Wembley (x3); Cup-Run; Ha ha ha ha ha ha; May '99; Nat Lofthouse; Neil Cox
That gloriously perfect day in May last year which will remain untarnished by the season that followed; a mauling at the Vic which we should have won by more, a stolen win at the Reebok which we shouldn't despite Gifton's attempts to drag the Bolton defence around in his wake; that ridiculous Gary Porter-inspired 4-3 win and John McGinlay scoring a lot.
Bolton made it to Wembley again, this time losing on penalties in the FA Cup semi-final to Villa after steadfastly refusing to win the game in normal time. They also deprived Wolves of a play-off place again (ha ha) before going out to Ipswich in controversial circumstances at Portman Road. They have since been penalised by the FA for their behaviour in the game, but having seen the highlights it's fair to say that if I'd been a Bolton fan I would have been arrested that night....
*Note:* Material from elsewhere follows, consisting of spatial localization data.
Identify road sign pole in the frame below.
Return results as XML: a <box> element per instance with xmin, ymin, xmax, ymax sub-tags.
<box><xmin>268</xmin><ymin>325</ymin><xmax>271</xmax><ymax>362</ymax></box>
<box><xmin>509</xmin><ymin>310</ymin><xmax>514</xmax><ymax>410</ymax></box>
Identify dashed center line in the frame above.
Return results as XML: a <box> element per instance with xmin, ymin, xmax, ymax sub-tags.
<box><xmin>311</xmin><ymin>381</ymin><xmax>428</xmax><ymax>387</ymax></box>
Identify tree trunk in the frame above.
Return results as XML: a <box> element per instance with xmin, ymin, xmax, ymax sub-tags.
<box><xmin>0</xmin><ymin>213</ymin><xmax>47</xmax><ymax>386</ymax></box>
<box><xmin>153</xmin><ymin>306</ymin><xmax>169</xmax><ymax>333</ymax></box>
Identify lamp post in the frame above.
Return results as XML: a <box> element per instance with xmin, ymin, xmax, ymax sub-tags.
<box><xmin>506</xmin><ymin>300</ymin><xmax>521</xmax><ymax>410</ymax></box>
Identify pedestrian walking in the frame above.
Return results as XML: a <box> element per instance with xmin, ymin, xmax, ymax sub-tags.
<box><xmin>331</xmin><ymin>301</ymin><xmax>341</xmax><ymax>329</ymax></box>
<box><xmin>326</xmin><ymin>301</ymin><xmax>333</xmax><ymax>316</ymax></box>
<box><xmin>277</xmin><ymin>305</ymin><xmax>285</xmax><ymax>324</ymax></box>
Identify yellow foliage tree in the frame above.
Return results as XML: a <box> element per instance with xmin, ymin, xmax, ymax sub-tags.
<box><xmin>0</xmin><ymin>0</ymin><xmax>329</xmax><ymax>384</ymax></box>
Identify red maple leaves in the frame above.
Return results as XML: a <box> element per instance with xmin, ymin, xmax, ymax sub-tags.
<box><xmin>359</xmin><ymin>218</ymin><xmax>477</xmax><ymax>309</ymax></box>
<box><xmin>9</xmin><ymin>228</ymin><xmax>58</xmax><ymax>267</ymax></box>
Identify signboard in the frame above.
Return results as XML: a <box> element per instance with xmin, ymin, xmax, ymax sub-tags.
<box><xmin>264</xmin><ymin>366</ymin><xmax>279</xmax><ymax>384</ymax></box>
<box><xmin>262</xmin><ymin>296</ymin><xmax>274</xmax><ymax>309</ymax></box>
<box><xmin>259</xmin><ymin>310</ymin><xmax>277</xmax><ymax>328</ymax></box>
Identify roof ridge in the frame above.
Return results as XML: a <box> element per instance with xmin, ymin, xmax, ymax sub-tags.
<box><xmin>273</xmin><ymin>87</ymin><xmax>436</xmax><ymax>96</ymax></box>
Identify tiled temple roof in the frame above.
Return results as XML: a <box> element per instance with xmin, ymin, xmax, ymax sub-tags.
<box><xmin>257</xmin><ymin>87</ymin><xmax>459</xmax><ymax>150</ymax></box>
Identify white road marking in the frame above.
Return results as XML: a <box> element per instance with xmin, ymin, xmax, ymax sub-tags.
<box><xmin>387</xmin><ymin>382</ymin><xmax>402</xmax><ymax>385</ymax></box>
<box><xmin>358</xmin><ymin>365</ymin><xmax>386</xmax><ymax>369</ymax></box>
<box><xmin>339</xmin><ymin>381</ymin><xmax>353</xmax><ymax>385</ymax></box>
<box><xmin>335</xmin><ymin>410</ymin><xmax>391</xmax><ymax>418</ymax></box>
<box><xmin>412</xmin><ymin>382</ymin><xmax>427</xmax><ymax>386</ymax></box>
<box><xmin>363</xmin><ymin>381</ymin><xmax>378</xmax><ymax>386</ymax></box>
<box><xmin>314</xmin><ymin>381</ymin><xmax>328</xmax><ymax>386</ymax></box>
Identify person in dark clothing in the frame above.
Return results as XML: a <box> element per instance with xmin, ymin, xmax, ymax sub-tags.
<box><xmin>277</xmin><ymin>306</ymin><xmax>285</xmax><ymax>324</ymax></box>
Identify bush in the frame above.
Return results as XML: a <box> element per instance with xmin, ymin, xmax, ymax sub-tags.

After a couple of failed attempts at regaining Premiership status, the changes have been rung at the Reebok Stadium in the summer. The biggest transfer receipts constitute healthy profits for the Trotters, but the "Players Out" column looks an awful lot stronger than the "Players In" list. Wanderers will no longer be amongst the shakers in the Division...top half would be an achievement.
How to annoy a Bolton fan
Well, it's hard to avoid that whole Wembley area. So don't avoid it. Speaking of which, I'd be very worried about any set of supporters that, while visiting the national stadium for their most vital game of the year, seemed far more interested in the opposing chairman's sexual preferences than anything else. Or maybe I've got this football supporting lark all wrong.
* A unique experiment, featuring instant reactions from BSaD pundits to the mention of the club's name.